Insights into the Role of Conformational Change, Membrane Interactions and ATP Hydrolysis in the Min Protein Regulators of Bacterial Cell Division

Abstract

The bacterial cell division regulators MinD and MinE together with the division inhibitor MinC undergo coordinated pole-to-pole oscillation to help ensure that the cytokinetic division septum forms only at the mid-cell position. This dynamic localization is driven by MinD-catalyzed ATP hydrolysis, stimulated by interactions with the MinE anti-MinCD domain. This domain is buried in the 6-β–stranded MinE “closed” structure, but is liberated for interactions with MinD, giving rise to a 4-β–stranded “open” structure. Questions remain regarding how MinE undergoes this conformational change and whether the membrane plays a role in modulating MinD and MinE structure and function. In this thesis we investigated these questions using a combination of enzyme kinetics, circular dichroism spectroscopy and solution NMR spectroscopy. We showed that membrane binding induces a structural change in MinE that resembles the open conformation. However, MinE mutants lacking the MinE membrane-targeting sequence (ΔMTS) stimulated higher ATP hydrolysis rates than the full-length protein, indicating that direct interactions between MinE and the membrane are not required to trigger this conformational transition in MinE. These results led to an updated model where MinE is brought to the membrane through interactions with MinD and remains bound to the membrane in a state that does not catalyze additional rounds of ATP hydrolysis. Solution NMR was used to study the interaction between MinE and MinD, both in the presence and absence of lipid membranes.
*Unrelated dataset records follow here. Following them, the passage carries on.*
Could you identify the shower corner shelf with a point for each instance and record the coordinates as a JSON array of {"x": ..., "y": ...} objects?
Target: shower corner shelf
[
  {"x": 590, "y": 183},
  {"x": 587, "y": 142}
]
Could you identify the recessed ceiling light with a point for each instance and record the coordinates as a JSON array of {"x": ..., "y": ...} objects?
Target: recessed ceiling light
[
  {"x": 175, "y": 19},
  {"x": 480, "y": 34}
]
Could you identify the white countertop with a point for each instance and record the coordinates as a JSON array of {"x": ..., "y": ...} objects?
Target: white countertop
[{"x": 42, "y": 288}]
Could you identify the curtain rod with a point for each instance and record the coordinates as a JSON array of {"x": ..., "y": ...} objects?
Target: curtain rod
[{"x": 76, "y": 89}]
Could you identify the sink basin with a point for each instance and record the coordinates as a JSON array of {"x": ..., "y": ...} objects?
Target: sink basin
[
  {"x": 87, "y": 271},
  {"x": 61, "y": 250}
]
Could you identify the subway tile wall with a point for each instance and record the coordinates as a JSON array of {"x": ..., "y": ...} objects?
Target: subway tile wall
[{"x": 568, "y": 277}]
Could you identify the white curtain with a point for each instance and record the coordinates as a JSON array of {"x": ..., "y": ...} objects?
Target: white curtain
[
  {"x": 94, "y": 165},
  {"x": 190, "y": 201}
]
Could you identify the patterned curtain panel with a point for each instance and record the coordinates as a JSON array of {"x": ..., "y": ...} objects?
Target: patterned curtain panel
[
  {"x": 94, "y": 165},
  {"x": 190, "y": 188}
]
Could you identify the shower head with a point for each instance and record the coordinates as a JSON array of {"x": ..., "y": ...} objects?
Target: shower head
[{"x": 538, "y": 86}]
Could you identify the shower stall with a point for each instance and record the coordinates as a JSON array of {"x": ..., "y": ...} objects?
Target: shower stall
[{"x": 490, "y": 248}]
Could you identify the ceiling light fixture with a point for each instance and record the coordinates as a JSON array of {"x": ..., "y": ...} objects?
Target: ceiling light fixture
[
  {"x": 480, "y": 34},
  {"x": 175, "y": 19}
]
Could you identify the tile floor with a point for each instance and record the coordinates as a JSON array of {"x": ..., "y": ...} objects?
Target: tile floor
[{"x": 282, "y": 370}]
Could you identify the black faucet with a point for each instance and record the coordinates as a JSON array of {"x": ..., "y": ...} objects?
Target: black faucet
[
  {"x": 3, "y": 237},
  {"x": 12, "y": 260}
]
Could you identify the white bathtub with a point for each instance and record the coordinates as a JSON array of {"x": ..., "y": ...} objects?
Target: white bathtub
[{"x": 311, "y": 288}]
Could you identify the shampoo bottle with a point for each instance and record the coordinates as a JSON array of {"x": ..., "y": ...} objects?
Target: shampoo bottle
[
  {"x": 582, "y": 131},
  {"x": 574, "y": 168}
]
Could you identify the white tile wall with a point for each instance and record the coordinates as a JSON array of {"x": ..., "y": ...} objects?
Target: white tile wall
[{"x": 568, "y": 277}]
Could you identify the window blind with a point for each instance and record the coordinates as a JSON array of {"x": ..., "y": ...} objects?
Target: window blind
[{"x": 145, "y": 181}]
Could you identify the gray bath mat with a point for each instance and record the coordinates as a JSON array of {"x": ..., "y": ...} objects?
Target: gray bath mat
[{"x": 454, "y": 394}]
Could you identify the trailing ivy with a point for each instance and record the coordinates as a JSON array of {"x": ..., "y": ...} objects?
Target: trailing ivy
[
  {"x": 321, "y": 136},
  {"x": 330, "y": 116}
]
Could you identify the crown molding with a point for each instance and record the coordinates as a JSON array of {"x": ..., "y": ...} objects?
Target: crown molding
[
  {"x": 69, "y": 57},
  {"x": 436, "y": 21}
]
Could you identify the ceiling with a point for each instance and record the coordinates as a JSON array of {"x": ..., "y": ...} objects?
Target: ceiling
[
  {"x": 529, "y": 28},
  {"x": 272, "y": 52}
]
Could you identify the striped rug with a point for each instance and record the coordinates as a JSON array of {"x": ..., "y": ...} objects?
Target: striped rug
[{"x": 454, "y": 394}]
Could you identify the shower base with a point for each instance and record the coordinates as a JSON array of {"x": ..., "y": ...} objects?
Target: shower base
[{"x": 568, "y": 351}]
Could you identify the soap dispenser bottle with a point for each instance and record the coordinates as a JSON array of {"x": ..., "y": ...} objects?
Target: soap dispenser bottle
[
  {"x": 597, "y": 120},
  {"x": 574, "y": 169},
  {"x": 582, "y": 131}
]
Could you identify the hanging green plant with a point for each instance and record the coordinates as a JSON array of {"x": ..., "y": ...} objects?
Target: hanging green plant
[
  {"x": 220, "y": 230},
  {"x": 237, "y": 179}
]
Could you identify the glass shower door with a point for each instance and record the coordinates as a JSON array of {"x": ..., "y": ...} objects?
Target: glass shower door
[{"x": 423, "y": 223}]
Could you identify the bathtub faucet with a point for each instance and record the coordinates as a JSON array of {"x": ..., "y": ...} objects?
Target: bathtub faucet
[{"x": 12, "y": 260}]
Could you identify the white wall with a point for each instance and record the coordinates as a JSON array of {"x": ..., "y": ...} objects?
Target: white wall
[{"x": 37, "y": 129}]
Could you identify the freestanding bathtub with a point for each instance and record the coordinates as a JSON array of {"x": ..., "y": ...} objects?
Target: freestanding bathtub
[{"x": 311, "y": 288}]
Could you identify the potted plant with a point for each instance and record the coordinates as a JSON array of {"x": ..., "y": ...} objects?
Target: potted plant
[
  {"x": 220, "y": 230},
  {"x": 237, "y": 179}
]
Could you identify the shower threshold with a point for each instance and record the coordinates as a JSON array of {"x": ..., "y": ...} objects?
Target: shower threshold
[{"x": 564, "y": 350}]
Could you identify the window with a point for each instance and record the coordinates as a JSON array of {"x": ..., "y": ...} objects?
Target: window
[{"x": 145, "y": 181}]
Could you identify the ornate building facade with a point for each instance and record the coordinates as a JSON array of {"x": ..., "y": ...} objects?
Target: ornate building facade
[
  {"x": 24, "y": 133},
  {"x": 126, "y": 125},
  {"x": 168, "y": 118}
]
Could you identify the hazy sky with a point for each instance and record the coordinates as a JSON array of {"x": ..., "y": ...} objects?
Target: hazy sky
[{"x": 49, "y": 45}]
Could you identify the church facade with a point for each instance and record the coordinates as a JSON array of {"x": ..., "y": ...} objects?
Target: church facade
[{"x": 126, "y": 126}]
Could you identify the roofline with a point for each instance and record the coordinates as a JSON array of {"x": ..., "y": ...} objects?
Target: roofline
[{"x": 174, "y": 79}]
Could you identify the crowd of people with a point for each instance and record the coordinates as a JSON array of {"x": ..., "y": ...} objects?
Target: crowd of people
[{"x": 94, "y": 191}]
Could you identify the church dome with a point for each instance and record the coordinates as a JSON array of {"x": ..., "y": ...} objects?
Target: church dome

Our results suggest that conserved MinE residues in a loop region may interact weakly with MinD before conformational change is induced in MinE. In addition, we found that the membrane charge and fluidity, but not curvature, can modulate MinD activity, with faster rates being observed for membranes containing negatively charged headgroups and alkyl chains that promote higher membrane fluidity. In contrast to results with E. coli lipids, the MinE-membrane interaction is not rate limiting when lipids are used that promote the highest MinD-catalyzed ATP hydrolysis rates. Overall, our findings have general implications for Min protein oscillation cycles, including those that regulate cell division in bacterial pathogens that could potentially be targeted in for future development of new antimicrobial compounds.